Особо отмечу очаровательную авантюристку Елизавету Зарубину, образованную (шесть языков!), хорошо подготовленную к разведывательной работе женщину, умело и расчетливо использовавшую свое обаяние, свою сексуальную притягательность. Работать в ЧК она начала еще при Дзержинском, и настоящая фамилия у нее была, естественно, другая. А первым мужем был не кто иной, как тоже известный авантюрист Я. Блюмкин, убивший в 1918 году в Москве немецкого посла графа Мирбаха, что обострило отношения между нашей страной и Германией. Тогда обошлось у Блюмкина, отделался, в общем-то, символическим наказанием. Но вот в тридцатом примерно году авантюрная парочка оказалась в Турции, где начала создавать агентурную сеть, нацеленную против англичан, хозяйничавших на Ближнем Востоке. Прикрывались коммерческой деятельностью. Суммы им были выделены основательные, дела шли бы гораздо лучше, если бы Блюмкин использовал все средства по назначению. Но заядлый троцкист пошел на подлог: значительную часть денег он передал в распоряжение своего кумира Льва Давидовича, высланного к тому времени из СССР. Елизавета — Лиза была возмущена таким предательством и сообщила об этом в Москву. Блюмкин был отозван, арестован, расстрелян.
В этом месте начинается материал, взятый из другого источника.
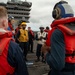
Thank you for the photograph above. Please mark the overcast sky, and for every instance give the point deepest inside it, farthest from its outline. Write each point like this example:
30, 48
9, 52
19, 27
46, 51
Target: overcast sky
41, 12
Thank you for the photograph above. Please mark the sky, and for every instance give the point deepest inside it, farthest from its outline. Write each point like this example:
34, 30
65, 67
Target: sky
41, 12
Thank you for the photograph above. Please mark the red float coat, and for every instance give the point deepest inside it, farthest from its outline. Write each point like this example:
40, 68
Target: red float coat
5, 68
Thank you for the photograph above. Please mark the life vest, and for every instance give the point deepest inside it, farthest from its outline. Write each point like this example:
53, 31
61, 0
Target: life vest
23, 35
5, 67
69, 37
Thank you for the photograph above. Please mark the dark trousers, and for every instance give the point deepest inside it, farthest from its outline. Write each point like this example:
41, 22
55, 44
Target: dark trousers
24, 47
30, 46
38, 52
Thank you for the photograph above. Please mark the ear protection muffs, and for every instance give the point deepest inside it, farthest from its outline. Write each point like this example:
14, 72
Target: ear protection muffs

Некоторое время спустя общительная красавица вышла замуж за дипломата и разведчика Василия Зарубина. Вместе с ним отправилась в Соединенные Штаты, имея, кстати, звание капитана госбезопасности. И заблистала там среди дипломатов, среди ученых, очаровывая и покоряя. «Охмуряя», как выразился однажды Берия. Вербовщицей она была отменной. Очень скоро на нее начали работать несколько сотрудников из секретных лабораторий в Лос-Анжелесе и Теннесси. Кроме того, Г. Хейфец свел ее с Кэтрин, женой Роберта Оппенгеймера, которого впоследствии назовут "отцом американской атомной бомбы".